Skip site navigation (1) Skip section navigation (2)

Re: String encoding during connection "handshake"

From: sulfinu(at)gmail(dot)com
To: Alvaro Herrera <alvherre(at)alvh(dot)no-ip(dot)org>
Cc: Martijn van Oosterhout <kleptog(at)svana(dot)org>, pgsql-hackers(at)postgresql(dot)org
Subject: Re: String encoding during connection "handshake"
Date: 2007-11-28 18:17:53
Message-ID: 200711282017.53764.sulfinu@gmail.com (view raw or flat)
Thread:
Lists: pgsql-hackers
On Wednesday 28 November 2007, Alvaro Herrera wrote:
> sulfinu(at)gmail(dot)com escribió:
> > Martijn,
> >
> > :) don't take it personal, I am just trying to obtain confirmation that I
> >
> > understood well the problem. Afterall, it's just that C has a very
> > outdated notion of "char"s (and no notion of Unicode). I was naively
> > under the impression that "char"s have evolved in nowadays C.
>
> This is not the language's fault in any way.  We support plenty of
> encodings beyond UTF-8.
Yes, you support (and worry about) encodings simply because of a C limitation 
dating from 1974, if I recall correctly...
In Java, for example, a "char" is a very well defined datum, namely a Unicode 
point. While in C it can be some char or another (or an error!) depending on 
what encoding was used. The only definition that stands up is that a "char" 
is a byte. Its interpretation is unsure and unsafe (see my original problem).

On Wednesday 28 November 2007, Martijn van Oosterhout wrote:
> On Wed, Nov 28, 2007 at 05:54:05PM +0200, sulfinu(at)gmail(dot)com wrote:
> > Regarding the problem of "One True Encoding", the answer seems obvious to
> > me: use only one encoding per database cluster, either UTF-8 or UTF-16 or
> > another Unicode-aware scheme, whichever yields a statistically smaller
> > database for the languages employed by the users in their data.
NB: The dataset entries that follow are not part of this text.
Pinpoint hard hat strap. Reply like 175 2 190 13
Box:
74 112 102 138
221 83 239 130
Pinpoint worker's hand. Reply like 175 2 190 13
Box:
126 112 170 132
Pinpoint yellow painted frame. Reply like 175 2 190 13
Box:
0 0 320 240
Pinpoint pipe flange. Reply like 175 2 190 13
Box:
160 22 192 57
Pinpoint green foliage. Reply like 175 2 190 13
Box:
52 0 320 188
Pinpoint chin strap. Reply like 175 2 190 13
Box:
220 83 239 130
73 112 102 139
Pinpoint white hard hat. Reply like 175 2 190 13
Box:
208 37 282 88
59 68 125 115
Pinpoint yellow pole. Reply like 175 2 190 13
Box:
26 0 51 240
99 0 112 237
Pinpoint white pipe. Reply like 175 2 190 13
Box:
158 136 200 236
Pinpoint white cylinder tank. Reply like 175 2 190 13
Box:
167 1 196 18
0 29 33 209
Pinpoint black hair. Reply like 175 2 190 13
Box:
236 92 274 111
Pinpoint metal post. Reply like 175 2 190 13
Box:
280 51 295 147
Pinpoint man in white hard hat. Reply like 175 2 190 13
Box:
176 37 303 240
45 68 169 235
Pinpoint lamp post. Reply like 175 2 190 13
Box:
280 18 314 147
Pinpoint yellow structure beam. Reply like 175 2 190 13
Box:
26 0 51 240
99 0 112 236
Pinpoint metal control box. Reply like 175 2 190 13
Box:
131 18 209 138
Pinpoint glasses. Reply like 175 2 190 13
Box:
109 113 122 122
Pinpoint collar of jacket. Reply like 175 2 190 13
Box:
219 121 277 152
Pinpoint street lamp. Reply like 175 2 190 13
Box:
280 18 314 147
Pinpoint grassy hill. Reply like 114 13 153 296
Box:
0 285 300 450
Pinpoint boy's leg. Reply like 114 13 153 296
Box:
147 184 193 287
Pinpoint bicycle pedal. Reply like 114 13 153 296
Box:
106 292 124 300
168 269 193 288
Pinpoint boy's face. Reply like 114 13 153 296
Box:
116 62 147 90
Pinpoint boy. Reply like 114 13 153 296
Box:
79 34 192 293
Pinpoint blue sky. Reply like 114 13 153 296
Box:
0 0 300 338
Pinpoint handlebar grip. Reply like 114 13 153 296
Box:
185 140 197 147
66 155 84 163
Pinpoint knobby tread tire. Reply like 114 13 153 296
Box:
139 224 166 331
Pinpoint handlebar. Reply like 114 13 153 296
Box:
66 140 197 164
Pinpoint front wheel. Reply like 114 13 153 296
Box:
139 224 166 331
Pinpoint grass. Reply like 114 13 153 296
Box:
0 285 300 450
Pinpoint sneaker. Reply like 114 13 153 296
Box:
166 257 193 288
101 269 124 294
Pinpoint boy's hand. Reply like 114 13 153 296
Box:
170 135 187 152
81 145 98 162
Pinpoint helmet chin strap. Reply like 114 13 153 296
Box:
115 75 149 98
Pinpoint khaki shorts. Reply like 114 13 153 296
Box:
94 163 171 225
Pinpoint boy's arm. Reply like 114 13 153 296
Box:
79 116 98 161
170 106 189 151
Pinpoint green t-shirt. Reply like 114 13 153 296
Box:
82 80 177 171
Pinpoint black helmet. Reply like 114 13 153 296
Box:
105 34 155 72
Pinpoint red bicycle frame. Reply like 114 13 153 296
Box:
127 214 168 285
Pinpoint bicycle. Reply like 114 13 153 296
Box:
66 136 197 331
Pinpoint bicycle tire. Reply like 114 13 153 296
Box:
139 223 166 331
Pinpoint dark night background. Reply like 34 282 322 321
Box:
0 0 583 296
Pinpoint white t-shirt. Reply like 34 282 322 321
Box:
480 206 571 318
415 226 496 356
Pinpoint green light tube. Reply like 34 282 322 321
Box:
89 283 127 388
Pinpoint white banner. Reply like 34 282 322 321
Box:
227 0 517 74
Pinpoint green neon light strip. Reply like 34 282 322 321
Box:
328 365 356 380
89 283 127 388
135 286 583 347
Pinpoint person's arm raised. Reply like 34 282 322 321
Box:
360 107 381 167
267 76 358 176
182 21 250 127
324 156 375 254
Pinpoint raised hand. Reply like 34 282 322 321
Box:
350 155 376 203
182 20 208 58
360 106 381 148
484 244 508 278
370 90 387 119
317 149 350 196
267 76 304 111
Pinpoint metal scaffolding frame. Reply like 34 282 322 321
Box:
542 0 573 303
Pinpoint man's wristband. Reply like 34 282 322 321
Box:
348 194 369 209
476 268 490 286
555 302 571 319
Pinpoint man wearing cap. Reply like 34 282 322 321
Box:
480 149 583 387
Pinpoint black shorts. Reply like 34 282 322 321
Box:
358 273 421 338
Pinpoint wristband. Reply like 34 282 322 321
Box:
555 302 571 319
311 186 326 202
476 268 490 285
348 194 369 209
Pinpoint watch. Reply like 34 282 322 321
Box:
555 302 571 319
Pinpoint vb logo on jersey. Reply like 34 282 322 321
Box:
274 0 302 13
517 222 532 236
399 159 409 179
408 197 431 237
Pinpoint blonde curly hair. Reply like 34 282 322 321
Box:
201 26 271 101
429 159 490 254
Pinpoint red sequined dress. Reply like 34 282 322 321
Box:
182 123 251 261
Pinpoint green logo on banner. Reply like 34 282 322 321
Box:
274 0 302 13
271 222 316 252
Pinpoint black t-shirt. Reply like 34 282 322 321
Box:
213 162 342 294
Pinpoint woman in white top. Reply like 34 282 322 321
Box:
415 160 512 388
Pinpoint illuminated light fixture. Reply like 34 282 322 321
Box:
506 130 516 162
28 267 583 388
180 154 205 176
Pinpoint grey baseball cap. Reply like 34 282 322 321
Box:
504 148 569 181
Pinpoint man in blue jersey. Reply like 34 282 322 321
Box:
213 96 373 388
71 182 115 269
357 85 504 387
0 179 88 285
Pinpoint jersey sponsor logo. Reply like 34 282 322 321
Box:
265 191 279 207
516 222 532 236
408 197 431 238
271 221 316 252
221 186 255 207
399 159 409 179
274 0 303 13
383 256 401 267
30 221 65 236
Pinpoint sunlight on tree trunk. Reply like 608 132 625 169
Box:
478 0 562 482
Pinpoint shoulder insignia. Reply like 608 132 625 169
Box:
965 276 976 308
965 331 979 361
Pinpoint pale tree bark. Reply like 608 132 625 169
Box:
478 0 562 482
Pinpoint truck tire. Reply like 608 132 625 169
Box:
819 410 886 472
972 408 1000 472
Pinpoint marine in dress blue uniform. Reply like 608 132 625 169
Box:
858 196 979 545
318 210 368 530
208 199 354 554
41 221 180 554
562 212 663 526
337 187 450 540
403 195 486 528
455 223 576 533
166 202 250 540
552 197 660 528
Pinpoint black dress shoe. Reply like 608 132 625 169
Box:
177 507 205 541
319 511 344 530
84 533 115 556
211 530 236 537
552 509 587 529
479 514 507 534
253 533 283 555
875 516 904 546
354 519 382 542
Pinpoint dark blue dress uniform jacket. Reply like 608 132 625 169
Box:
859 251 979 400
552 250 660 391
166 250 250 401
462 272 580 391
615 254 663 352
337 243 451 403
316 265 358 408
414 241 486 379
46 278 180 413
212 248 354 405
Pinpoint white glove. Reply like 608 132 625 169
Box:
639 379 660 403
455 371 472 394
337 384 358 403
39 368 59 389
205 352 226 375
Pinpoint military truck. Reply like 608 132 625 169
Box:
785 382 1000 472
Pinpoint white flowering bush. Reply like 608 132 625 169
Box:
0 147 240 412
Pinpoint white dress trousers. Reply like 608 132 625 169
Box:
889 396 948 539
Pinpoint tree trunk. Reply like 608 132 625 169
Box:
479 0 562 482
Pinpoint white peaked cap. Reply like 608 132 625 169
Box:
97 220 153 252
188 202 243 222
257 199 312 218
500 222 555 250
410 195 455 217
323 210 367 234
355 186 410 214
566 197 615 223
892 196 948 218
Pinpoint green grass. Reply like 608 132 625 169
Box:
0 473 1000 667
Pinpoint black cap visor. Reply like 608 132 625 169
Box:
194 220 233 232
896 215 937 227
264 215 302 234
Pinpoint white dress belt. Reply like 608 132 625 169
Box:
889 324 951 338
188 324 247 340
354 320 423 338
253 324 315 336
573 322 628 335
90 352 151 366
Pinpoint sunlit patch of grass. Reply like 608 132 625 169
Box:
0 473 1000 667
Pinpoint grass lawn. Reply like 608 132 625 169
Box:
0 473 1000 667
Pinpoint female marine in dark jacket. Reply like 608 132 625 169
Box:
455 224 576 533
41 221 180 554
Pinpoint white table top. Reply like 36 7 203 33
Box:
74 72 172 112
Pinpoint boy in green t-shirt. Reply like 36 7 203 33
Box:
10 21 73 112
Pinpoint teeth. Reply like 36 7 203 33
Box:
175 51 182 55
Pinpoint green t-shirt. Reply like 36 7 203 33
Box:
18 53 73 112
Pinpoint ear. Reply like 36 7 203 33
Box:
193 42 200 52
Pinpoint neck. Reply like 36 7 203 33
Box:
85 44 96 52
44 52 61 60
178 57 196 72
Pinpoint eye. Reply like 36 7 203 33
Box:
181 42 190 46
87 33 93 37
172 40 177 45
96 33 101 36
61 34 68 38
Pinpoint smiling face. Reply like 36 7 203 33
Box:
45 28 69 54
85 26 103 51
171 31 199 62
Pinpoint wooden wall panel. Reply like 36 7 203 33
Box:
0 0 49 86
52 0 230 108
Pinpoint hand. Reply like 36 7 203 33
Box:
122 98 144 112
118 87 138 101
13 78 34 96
This
> > encoding should be a one time choice! De facto, this is already happening
> > now, because one cannot change collation rules after a cluster has been
> > created.
>
> Umm, each database in a cluster can have a different encoding, so there
> is no such thing as the "cluster's encoding". 
I implied that a cluster should have a single encoding that covers the whole 
Unicode set. That would certainly satisfy everybody.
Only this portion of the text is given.